What kind of sick is that?
With just a few days until the Jewish holiday of Rosh Hashana, during which time we are charged to do a "heshbon ha nefesh," an accounting of what we've done wrong, I'm looking at my own actions with enhanced sensitivity. And I'm thinking that all of these nasty behaviors come down to a single cause: arrogance. Anybody who thinks his stature and importance trumps the president's can interrupt a televised speech with a harsh accusation--and be defended by pundits with the same self-aggrandized view. Sure a cable-show host wants to snare viewers with a snickering blast at somebody, but here the real culprit was media bias, not the pathetic, ill wife of an ego so large that a video of his primping already reduced him to ridiculous.

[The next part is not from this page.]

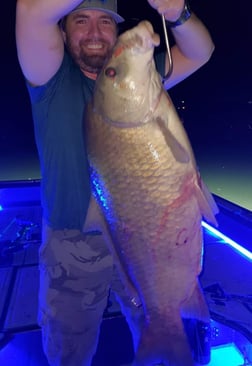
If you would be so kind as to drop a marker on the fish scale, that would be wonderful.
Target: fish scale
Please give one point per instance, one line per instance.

And fraternity hazing is merely a dangerous and sadistic means of bonding boys in a degrading testosterone-fueled alliance so they feel validated and accepted. Collective arrogance, ego-boosting by association.
This week the NY Times Magazine featured a cover story that repeated a maxim every sociology major encounters: Groups exert a powerful influence on their members. Just as one's cohort can elevate, it can debase. That's why it's essential to evaluate the calibur of friends, associates and your chosen milieu to decide whether they provide civilizing, uplifting input or, the opposite. It's too easy to just let things slide by.